After sharing its initial proposals on videoconferencing platform accessibility (described in our previous blog post), on June 8, 2023, the Federal Communications Commission (FCC) voted to require videoconferencing platforms to comply with accessibility requirements under the Communications Act and agency rules governing interoperable videoconferencing services (IVCS). The corresponding Report and Order (R&O) was released on June 12, 2023, as well as a Notice of Proposed Rulemaking (NPRM) that seeks, among other things, to amend the FCC’s rules to better define the steps necessary to make an IVCS accessible to those with disabilities. The FCC also issued a separate Order granting telecommunications relay services (TRS) providers a limited waiver of the video relay services (VRS) privacy screen rule, which limits when VRS users can turn off their video when not actively participating in a video conference.

The R&O resolves a long-debated question as to what kinds of services qualify as IVCS. The FCC concluded that all videoconferencing platforms—regardless of whether they are interoperable with any other services—constitute IVCS. As a result, these platforms are subject to the accessibility requirements in section 716 of the Communications Act and Part 14 of the FCC’s rules, which generally require that real-time voice, video, and text communications known as “advanced communications services” be accessible to people with disabilities. Providers of videoconferencing platforms should be prepared to comply with these requirements and will have one year from the effective date of the rules to do so (the rules will become effective 30 days after the summary of the rules is published in the Federal Register). Examples of requirements that will be applicable to IVCS providers include:

  • Ensuring that the IVCS and any related equipment are accessible to and usable by people with disabilities, unless doing so is not achievable.
  • Maintaining records of the IVCS provider’s efforts to implement section 716’s accessibility requirements.
  • Filing an annual compliance certification with the FCC that addresses the IVCS provider’s compliance with Section 716’s recordkeeping requirements.

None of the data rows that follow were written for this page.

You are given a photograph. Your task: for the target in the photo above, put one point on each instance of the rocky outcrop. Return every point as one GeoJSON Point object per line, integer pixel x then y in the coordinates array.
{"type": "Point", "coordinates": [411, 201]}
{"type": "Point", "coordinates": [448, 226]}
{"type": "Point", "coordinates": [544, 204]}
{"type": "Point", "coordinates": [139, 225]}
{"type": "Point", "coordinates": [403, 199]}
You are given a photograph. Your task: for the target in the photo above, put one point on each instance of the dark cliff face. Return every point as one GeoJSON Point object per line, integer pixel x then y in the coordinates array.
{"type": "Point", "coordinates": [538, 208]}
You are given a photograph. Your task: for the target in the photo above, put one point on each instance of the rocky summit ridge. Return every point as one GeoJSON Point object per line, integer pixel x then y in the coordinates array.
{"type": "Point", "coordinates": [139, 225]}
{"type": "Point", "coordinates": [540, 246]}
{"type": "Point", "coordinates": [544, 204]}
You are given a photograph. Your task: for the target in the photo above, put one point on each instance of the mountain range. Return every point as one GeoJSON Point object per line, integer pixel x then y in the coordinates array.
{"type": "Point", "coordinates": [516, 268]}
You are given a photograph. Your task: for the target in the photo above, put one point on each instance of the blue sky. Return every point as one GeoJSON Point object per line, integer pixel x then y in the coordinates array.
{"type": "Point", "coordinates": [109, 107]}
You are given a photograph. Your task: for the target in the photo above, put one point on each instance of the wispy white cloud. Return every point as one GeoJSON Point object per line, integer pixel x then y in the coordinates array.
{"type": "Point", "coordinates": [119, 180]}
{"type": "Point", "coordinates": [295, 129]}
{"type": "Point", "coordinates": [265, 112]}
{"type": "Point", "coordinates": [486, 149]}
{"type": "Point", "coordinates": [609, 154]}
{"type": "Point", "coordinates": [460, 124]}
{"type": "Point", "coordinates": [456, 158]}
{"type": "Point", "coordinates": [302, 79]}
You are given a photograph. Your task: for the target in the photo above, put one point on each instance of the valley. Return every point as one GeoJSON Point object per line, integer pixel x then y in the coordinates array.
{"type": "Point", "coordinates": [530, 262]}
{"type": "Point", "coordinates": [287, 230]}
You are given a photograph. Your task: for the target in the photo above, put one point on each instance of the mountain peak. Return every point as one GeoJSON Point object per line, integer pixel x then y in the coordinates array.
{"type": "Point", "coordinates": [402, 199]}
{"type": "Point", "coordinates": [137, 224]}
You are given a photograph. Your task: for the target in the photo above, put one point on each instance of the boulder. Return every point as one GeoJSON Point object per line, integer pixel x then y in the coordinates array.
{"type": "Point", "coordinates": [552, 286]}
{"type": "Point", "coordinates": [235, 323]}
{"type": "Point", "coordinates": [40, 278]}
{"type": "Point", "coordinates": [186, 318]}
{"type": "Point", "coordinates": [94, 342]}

The NPRM, in addition to proposing concrete accessibility objectives like enabling captions for video conferences, text-to-speech functionality, and providing a video connection for sign language interpretation, seeks to amend the rules for TRS to facilitate the use of VRS in video conferences and to clarify when multiple communications assistants can be assigned to a TRS call involving users of different types of TRS. The FCC is accepting comments on the proposed changes for 30 days after publication in the Federal Register. Reply comments may be submitted for 60 days after publication.